Thompson: CSU’s reaction to the coronavirus is responsible

Madison Thompson

Editor’s Note: All opinion section content reflects the views of the individual author only and does not represent a stance taken by The Collegian or its editorial board.

University President Joyce McConnell sent an email last night stating that Colorado State University will extend spring break until March 24 and move classes online until April 10. As COVID-19 has spread to Larimer County, it’s pertinent and appropriate that universities do the responsible thing for the community at large. 


Evidently, students aren’t confined to CSU’s campus. Even if students themselves are not the demographic with the highest risk of contracting the disease, there are other people who are. Moving classes online or even canceling classes is the responsible move for the University to make.

Putting students’ health first and prioritizing a successful learning environment should be at the forefront of the University’s decision making, even if it’s a little unorthodox. It feels that way because we haven’t had to do anything like this in recent history. 

While this move to online classes is responsible, it’s an alarming measure for some to wrap their heads around. Universities are global in nature, and they attract people from all over the world, which makes them unlike other gatherings of large groups of people.

It’s especially prompt considering spring break is a time for travel. While universities can’t control whether or not that happens, they can at least stop the potential of COVID-19 spreading once students come back. However, this doesn’t mean that students need to panic and start stockpiling toilet paper and hand sanitizer. 

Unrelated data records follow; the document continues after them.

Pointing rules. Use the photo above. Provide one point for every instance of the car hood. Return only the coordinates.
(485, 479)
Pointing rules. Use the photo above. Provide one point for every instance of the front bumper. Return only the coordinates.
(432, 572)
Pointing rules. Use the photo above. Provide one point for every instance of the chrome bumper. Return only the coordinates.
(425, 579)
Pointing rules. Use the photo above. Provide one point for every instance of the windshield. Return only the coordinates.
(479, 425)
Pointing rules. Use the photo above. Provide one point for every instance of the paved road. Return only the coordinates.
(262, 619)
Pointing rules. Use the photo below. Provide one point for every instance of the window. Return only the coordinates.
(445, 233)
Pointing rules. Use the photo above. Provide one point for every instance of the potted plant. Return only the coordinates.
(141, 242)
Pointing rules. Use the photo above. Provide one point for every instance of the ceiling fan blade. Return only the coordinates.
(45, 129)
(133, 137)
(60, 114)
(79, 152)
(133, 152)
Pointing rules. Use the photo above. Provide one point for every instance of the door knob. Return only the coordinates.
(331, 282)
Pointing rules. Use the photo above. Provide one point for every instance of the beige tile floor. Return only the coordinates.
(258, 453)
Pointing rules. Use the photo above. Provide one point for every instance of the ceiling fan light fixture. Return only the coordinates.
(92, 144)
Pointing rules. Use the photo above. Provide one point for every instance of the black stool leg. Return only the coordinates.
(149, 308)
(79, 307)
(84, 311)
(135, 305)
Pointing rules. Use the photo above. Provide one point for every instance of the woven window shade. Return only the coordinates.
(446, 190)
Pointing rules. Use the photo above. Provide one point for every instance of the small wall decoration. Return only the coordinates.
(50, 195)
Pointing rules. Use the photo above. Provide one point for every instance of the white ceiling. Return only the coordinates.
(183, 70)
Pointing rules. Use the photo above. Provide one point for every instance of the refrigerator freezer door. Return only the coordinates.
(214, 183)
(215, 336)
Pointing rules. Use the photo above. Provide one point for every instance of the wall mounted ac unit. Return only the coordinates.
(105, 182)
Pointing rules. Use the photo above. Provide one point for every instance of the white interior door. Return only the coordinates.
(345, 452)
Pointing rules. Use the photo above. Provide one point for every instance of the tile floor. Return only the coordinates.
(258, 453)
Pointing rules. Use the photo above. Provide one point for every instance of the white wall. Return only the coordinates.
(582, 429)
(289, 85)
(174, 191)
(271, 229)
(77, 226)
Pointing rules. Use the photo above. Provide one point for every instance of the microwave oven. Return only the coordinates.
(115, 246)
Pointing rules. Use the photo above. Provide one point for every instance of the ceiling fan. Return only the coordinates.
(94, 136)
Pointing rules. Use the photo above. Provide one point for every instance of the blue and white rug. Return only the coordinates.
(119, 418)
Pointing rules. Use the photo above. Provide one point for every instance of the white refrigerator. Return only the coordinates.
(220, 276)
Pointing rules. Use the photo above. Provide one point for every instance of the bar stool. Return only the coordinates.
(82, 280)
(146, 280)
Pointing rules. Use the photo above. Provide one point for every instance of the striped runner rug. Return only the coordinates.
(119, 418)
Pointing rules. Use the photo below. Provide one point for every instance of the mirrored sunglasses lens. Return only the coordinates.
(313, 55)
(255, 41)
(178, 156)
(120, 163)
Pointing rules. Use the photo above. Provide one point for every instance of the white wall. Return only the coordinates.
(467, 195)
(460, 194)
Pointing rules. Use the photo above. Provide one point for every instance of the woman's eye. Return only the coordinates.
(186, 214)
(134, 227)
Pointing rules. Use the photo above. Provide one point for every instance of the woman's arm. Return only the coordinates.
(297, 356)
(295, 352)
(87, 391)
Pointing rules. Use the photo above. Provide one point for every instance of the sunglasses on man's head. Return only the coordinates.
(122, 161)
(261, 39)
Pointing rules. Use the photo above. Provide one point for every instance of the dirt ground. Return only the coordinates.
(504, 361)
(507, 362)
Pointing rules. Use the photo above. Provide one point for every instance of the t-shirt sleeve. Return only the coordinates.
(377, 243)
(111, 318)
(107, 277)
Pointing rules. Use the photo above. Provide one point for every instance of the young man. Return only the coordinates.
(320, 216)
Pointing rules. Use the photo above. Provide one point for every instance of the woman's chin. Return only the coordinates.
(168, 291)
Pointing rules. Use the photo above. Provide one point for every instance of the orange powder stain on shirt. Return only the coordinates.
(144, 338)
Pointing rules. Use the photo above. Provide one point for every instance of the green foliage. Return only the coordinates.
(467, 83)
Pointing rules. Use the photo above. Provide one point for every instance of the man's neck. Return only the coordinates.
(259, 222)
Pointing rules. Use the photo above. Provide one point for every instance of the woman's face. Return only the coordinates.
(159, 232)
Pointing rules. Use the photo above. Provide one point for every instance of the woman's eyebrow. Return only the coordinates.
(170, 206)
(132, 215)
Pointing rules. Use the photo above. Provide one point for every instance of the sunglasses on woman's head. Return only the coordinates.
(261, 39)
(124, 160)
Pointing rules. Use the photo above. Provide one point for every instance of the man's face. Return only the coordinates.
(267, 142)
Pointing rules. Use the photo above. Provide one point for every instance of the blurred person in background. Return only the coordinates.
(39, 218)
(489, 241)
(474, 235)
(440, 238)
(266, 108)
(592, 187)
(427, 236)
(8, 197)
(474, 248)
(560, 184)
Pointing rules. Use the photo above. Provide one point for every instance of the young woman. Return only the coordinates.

We don’t need to wait for someone in the immediate University community to contract the disease. Prevention will always be better than letting it get ahead of us and having to take a reactionary path. 

The potential to overwhelm our health care system would be much worse. According to Harvard Medical School, the risk of very serious illness or death from contracting COVID-19 is likely less than that of the flu, SARS or MERS. 

In fact, the World Health Organization estimated the COVID-19 mortality rate to be 3.4% as of March 3. The flu affects millions of people every year, but contracting the disease doesn’t mean it’s going to kill you. Maybe the flu wouldn’t be as prevalent if we had more preventative measures in place.

My colleague Joslyn Orji claims that moving classes online will contribute to a growing apathy among students and that students may begin to neglect their coursework. Regardless of the format in which classes are being delivered, it’s a student’s responsibility to adapt to the circumstances, and if it’s a situation they might need help maintaining, students should let their professors know.

Similarly, our health care system is not as advanced as most people think. We do have an abundance of resources to draw from, but we’re not great at allocating them, which is essential during an outbreak. 

So, what this means is that we’re starting to understand how vulnerable we are as a community when people can’t afford to take off work when they’re sick and when people can’t go to the doctor because it’s too expensive. Taking preventative measures should not be a privilege, and the University is acting responsibly. 


Thankfully, we have the technology to continue on and not cancel classes altogether, which would leave a slew of other administrative and technical components to address.

We are only as healthy as the most vulnerable of our population. Hopefully by the end of this, we as students can expand our discussion of health and health care to include more preventative measures, like universal health care and paid sick leave.